North Carolina’s four cemeteries – the others are in Spring Lake, Black Mountain and Jacksonville – average about 30 to 40 burials a month. The new Goldsboro cemetery will accommodate about 11,000 graves, and crypts are already in place to handle the first burials, which are expected in the coming weeks. Unlike private cemeteries that sometimes fall into disrepair, burial in a state cemetery ensures that veterans’ graves will always be kept “pristine,” Woodard said.
“We’re going to the try to have the headstones in a line kind of like Arlington” National Cemetery in Washington, Woodard said. “Hopefully it will resemble Arlington in that aspect.”
With Veterans Day approaching on Wednesday, speakers at the dedication ceremony highlighted today’s challenges for the military and its veterans.

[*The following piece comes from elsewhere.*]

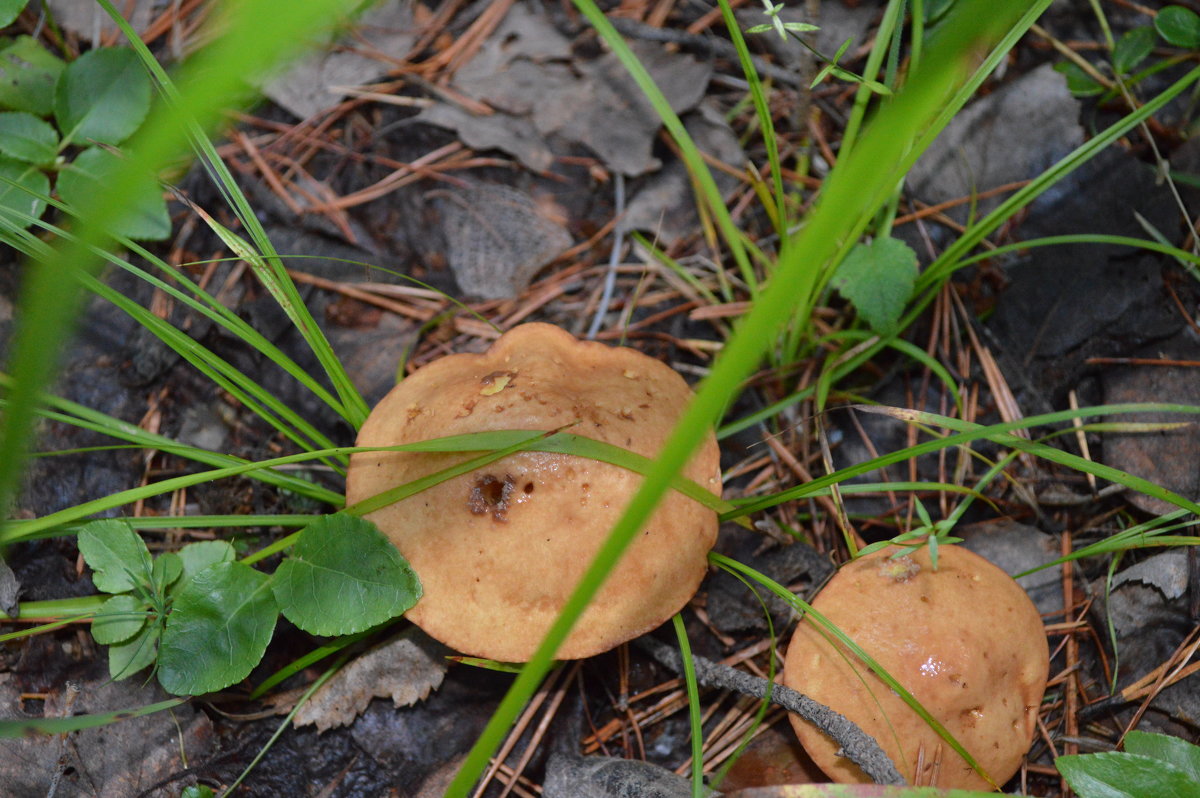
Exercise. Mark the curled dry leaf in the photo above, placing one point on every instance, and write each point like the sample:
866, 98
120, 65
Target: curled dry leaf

The ceremony honored Army Master Sgt. Joshua Wheeler, a soldier with ties to North Carolina who was killed last month during a raid to free Islamic State hostages in Iraq.
“My goal is to have no one buried here, but the price of freedom is not free,” McCrory said.
The governor said his administration is making veterans a priority, recently elevating the Division of Veterans Affairs to a cabinet-level department. Veterans now qualify for in-state tuition and can earn career certifications and college credit for their military experiences.
For example, McCrory said, veterans who drove a truck in the military won’t need to go through civilian truck driver training. “If you can avoid mines in Afghanistan, you can avoid potholes here in North Carolina,” he said.
Jones used his remarks to call on House Speaker Paul Ryan and President Barack Obama to allow Congress to vote on further military involvement in the Middle East.
“We need to follow the Constitution,” he said, and “have a debate on what is our role in Syria and what is the end point of our role in Syria.”
With dozens of Vietnam War veterans at Monday’s ceremony, McCrory said they were mistreated when they returned from the unpopular war. The new cemetery, he said, will ensure that “the new generation of heroes will be given the respect that the Vietnam veterans did not get.”
The state’s cemeteries are open to all veterans, no matter how long ago they served in the military. “This place will be a visible tribute to all of our veterans,” said Tony Braswell, a Vietnam veteran and chairman of the N.C. Veterans Affairs Commission. “I choose to define this as a place of honor.”